One last piece of anecdotal evidence: the main issues of student debate and interest on the Georgetown campus in recent semesters have been 1. Georgetown's refusal to cover the cost of contraceptives as part of its student health plan; and 2. the crying need for gender-blind housing, a policy just instituted at George Washington University. There is little if any evidence on my own campus of the "highly educated" that there is concern about the marital plight of the moderately educated middle; rather, there's every indication that the student's main attention is on the sexual opportunities of the highly educated.
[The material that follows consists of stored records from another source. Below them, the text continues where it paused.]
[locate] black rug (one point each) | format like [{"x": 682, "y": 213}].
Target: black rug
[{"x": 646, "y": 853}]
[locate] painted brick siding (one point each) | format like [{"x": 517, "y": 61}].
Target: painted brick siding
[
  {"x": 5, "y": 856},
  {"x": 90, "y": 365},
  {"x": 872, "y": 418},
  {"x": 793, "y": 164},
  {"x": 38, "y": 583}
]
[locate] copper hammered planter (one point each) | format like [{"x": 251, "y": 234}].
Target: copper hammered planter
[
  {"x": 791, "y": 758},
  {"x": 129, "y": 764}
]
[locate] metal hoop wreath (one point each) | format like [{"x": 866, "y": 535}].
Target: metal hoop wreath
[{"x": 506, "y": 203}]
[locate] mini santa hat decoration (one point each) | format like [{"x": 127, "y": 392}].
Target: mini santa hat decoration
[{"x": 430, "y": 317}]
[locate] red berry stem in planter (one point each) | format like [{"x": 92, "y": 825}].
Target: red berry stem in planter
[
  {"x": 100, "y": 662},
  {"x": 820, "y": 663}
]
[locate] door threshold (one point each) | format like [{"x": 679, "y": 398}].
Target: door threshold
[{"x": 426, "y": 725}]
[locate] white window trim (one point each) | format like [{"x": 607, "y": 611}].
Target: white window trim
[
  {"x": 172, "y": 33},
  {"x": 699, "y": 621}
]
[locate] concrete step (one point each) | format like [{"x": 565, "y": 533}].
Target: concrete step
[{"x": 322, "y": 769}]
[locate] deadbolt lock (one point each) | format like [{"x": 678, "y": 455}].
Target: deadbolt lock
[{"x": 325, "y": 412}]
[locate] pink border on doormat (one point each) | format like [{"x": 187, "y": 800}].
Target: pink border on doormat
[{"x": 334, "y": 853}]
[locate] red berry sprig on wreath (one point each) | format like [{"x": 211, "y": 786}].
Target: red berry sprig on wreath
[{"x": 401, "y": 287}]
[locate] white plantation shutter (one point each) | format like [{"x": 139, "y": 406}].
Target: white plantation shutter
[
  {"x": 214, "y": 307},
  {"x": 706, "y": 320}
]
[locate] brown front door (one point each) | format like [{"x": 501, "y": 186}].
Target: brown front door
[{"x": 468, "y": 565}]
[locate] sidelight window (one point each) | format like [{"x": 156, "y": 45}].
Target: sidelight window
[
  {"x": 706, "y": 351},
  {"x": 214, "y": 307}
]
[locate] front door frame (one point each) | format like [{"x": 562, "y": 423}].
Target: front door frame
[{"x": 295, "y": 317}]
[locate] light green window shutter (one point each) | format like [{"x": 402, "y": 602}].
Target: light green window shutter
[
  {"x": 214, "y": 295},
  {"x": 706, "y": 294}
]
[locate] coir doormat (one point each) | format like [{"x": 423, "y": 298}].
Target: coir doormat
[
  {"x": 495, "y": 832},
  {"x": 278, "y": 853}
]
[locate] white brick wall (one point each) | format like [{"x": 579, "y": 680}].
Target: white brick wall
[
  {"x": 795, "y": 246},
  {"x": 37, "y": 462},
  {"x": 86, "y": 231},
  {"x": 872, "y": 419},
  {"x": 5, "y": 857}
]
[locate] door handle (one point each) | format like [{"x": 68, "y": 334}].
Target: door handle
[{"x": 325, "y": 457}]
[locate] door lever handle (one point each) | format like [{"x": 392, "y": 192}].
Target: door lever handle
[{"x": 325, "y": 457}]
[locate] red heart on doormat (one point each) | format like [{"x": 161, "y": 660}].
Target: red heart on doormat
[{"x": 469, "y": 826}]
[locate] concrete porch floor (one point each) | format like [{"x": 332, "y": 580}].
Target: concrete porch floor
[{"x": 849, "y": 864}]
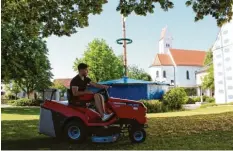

While Georgetown administrators, faculty and students talk constantly about "social justice" (which is the only way that the Catholic identity can be acknowledged by the campus mainstream), there's no attention paid to the ways that higher education in general systemically contributes to the plight of the less well-educated. "Social justice" strikes me constantly as a form of "noblesse oblige" purchased on the cheap. Still, having "social justice" as teflon protection against too much introspection, the highly educated can turn their attention to the true injustices of the day, which are the crying needs for free birth control and opportunities for university sponsored co-habitation.